Masayoshi Son, whose SoftBank Corp. owns 80 percent of Sprint, regained confidence in the company’s turnaround after an effort to sell Sprint.
Masayoshi Son, whose SoftBank Corp. owns 80 percent of Sprint, regained confidence in the company’s turnaround after an effort to sell Sprint. Bloomberg

Sprint’s Tokyo-based chairman stopped trying to sell the Overland Park-based company after failing to find a buyer, a published report said Wednesday.

News broke last week that Masayoshi Son, founder and head of SoftBank Corp., which owns 80 percent of Sprint, had lost confidence in his big American investment and tried to sell it.

However, Son reversed course, publicly endorsed the turnaround plans of chief executive Marcelo Claure and told Wall Street analysts a week ago that he did not want to sell the company. Claure told The Star that he had sought Son’s backing and an assurance that the effort to sell the company had ended.

“I wanted to make sure he was committed and that he would stop trying to sell Sprint,” Claure said last week. “He made it very public that Sprint is not for sale anymore.”

The Wall Street Journal’s report dropped in a few details about what occurred behind the scenes. The newspaper said Son had lieutenants drop a “hint” to two potential buyers, Comcast and Altice, neither of which showed an interest. The Journal report cited but did not identify sources that it said were familiar with the conversations.

The Journal’s report said Son declined to talk about the meetings that hinted toward a sale but conceded that Sprint didn’t appeal to potential buyers.

“If nobody wants to buy it, and we still have customers, we still have employees, so I have to take care,” he told The Journal.

In response to the article, Sprint provided a statement that skipped over the new information about efforts to sell the company to focus on the renewed commitment.

“It’s clear from recent comments and actions that our chairman, CEO and the entire leadership team are committed to turning around Sprint,” the statement said. “We have a specific plan and are making progress every day. We know it will take some time and there is a lot of hard work to be done, but there is momentum in the business and a lot of excitement and positive energy among employees.”

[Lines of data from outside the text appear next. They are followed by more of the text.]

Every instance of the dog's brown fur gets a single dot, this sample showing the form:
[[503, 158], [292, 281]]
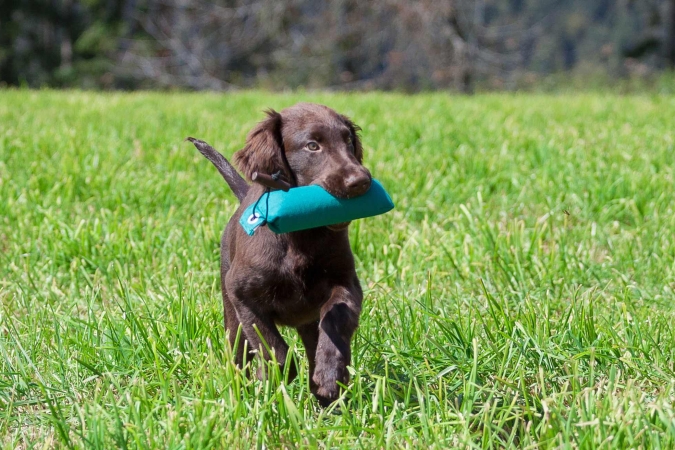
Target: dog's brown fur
[[304, 279]]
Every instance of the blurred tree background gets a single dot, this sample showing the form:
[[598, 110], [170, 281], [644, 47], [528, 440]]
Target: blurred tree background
[[341, 44]]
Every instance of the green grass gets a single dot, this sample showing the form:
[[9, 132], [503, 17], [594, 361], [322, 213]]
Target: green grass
[[520, 294]]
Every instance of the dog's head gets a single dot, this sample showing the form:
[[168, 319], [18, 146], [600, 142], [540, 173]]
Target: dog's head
[[308, 144]]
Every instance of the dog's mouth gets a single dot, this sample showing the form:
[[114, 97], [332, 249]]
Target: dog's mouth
[[339, 226]]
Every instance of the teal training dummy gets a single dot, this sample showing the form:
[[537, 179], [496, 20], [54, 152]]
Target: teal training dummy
[[298, 208], [312, 206]]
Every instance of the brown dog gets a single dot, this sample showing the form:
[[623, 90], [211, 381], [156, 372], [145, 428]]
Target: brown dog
[[305, 279]]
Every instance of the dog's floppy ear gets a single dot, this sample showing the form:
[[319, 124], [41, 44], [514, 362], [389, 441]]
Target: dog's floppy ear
[[356, 139], [264, 149]]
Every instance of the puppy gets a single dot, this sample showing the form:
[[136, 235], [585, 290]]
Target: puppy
[[305, 279]]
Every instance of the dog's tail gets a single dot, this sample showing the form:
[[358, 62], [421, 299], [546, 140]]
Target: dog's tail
[[238, 185]]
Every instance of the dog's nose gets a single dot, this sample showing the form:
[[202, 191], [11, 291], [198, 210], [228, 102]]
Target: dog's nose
[[357, 184]]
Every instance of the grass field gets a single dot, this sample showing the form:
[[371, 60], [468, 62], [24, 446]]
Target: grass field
[[520, 294]]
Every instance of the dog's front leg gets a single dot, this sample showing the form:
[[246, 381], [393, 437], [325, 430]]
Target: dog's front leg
[[339, 319], [256, 325]]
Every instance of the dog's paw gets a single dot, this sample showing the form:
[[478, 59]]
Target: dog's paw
[[325, 384]]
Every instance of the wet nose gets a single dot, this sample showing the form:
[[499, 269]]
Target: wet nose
[[357, 183]]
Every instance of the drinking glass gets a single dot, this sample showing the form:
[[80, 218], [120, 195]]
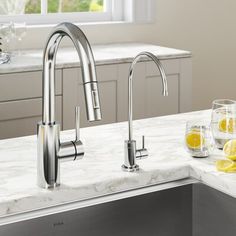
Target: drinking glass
[[223, 121], [198, 139], [6, 34]]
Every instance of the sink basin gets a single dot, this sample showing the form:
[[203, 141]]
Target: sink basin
[[187, 210], [165, 213]]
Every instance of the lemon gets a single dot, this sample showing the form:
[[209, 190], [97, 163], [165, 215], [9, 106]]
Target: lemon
[[226, 166], [227, 125], [194, 139], [230, 149]]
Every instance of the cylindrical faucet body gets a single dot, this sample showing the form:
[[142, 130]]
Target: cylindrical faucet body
[[50, 149]]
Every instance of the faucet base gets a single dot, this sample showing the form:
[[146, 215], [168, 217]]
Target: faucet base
[[130, 169], [48, 175]]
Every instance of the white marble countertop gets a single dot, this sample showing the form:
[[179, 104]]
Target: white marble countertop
[[103, 54], [99, 173]]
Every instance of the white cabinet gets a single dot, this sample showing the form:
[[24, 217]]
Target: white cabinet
[[113, 87], [21, 102], [21, 95]]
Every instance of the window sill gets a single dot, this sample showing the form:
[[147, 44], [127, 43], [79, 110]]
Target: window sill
[[49, 26]]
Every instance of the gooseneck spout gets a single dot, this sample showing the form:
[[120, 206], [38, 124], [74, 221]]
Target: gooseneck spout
[[131, 152], [50, 150], [84, 51]]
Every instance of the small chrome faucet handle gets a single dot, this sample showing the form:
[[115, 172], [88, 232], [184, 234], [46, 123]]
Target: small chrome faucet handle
[[77, 123]]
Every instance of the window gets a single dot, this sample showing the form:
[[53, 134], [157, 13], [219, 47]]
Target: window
[[35, 12], [55, 11]]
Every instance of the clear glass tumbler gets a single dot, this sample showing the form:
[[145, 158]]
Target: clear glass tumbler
[[198, 139], [223, 121]]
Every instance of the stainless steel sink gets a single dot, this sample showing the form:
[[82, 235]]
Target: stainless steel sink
[[187, 210], [162, 213]]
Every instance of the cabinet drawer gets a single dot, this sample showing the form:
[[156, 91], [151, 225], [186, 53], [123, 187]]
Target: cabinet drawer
[[25, 85], [20, 118]]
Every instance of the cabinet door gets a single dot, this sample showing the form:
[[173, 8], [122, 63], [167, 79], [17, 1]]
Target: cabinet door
[[25, 85], [73, 95], [147, 90], [20, 118]]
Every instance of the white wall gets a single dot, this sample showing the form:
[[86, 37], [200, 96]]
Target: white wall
[[205, 27]]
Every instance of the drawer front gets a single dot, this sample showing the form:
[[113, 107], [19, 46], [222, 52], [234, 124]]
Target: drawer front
[[25, 85], [20, 118]]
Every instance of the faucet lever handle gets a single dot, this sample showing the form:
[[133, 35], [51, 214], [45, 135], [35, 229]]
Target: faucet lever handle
[[77, 123], [142, 153], [143, 142]]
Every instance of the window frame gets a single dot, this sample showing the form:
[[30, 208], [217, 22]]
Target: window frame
[[112, 12]]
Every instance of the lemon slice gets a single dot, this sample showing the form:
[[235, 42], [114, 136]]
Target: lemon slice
[[194, 140], [227, 125], [226, 166], [230, 149]]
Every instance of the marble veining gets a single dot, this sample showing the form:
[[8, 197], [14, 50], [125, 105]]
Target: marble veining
[[99, 173], [31, 60]]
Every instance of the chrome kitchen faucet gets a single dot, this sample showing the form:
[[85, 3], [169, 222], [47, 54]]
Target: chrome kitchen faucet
[[131, 152], [50, 150]]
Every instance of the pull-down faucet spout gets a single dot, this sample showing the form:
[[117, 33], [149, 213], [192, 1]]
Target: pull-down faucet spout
[[50, 149]]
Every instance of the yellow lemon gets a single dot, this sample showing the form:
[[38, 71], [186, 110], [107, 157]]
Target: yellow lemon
[[227, 125], [226, 166], [230, 149], [194, 140]]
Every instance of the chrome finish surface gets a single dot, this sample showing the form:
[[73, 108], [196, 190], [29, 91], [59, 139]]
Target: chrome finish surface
[[131, 153], [50, 150]]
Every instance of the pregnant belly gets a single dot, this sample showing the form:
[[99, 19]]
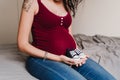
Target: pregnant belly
[[55, 41], [60, 41]]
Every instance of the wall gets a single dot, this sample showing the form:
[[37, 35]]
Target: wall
[[98, 17], [93, 17], [8, 21]]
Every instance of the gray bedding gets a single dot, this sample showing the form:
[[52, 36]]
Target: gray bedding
[[104, 50]]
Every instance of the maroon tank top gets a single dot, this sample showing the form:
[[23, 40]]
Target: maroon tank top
[[50, 31]]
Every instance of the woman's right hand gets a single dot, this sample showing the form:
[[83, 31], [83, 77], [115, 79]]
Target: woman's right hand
[[67, 60]]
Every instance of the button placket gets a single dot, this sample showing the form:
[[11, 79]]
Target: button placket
[[61, 23]]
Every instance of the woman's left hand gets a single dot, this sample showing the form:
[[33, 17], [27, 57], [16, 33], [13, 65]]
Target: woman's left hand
[[81, 61]]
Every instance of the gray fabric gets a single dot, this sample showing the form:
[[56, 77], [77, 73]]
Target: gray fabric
[[12, 64], [104, 50]]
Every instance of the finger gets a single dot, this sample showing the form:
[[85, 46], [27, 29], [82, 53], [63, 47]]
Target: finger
[[87, 56]]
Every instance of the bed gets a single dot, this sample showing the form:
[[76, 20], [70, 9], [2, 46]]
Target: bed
[[103, 49]]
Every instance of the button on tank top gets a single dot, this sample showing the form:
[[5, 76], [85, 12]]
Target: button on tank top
[[50, 31]]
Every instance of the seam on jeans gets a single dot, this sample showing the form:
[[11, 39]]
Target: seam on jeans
[[50, 69]]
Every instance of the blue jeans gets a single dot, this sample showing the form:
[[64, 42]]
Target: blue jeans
[[52, 70]]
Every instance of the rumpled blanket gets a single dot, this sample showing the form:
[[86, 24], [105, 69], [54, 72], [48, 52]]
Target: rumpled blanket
[[103, 49]]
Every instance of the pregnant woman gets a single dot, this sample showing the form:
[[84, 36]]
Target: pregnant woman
[[50, 24]]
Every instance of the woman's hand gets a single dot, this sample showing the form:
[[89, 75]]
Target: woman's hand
[[81, 61]]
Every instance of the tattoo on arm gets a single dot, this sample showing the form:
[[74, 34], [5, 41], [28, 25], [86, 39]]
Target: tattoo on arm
[[27, 4]]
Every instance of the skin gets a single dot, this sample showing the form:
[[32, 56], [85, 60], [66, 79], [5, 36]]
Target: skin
[[29, 9]]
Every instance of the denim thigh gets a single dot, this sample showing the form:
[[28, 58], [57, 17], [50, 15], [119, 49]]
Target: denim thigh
[[93, 71], [51, 70]]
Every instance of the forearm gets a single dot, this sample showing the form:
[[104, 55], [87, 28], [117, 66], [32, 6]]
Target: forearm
[[33, 51]]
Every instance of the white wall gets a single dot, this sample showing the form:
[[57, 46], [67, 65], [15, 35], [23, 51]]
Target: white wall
[[98, 17], [93, 17], [8, 21]]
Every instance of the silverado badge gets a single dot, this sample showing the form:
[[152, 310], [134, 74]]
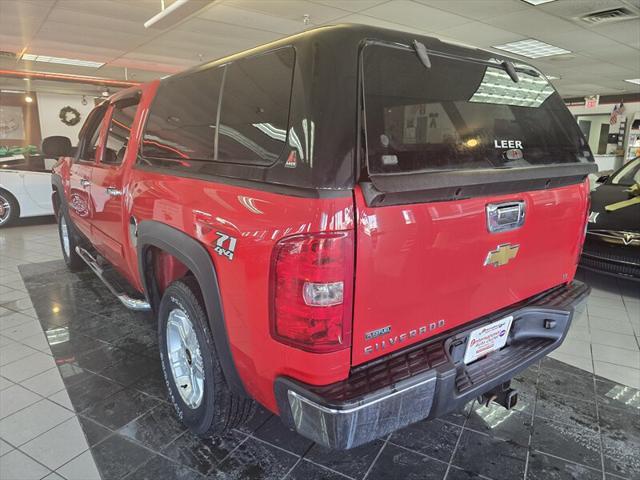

Son reportedly lost confidence after federal regulators shot down his plan to merge Sprint with its then smaller rival T-Mobile US in a bid to challenge industry giants AT&T and Verizon.

“I was thinking to myself: ‘I made one of the biggest mistakes of my life,’ which was the misjudgment of the U.S. regulatory environment,” Son told The Journal in the interview.

According to the report, Son’s attention strayed from Sprint, which was losing customers, losing money and on the verge of losing its No. 3 rank among the nation’s four largest carriers.

“I’m a busy guy,” he told The Journal. “Why should I even concentrate on the U.S. market when the situation does not look good?”

Son’s endorsement last week allows Claure, a year into the job, to proceed with a five-point turnaround plan. Its focus includes continued network improvements, new financing arrangements and aggressive cost cutting at Sprint.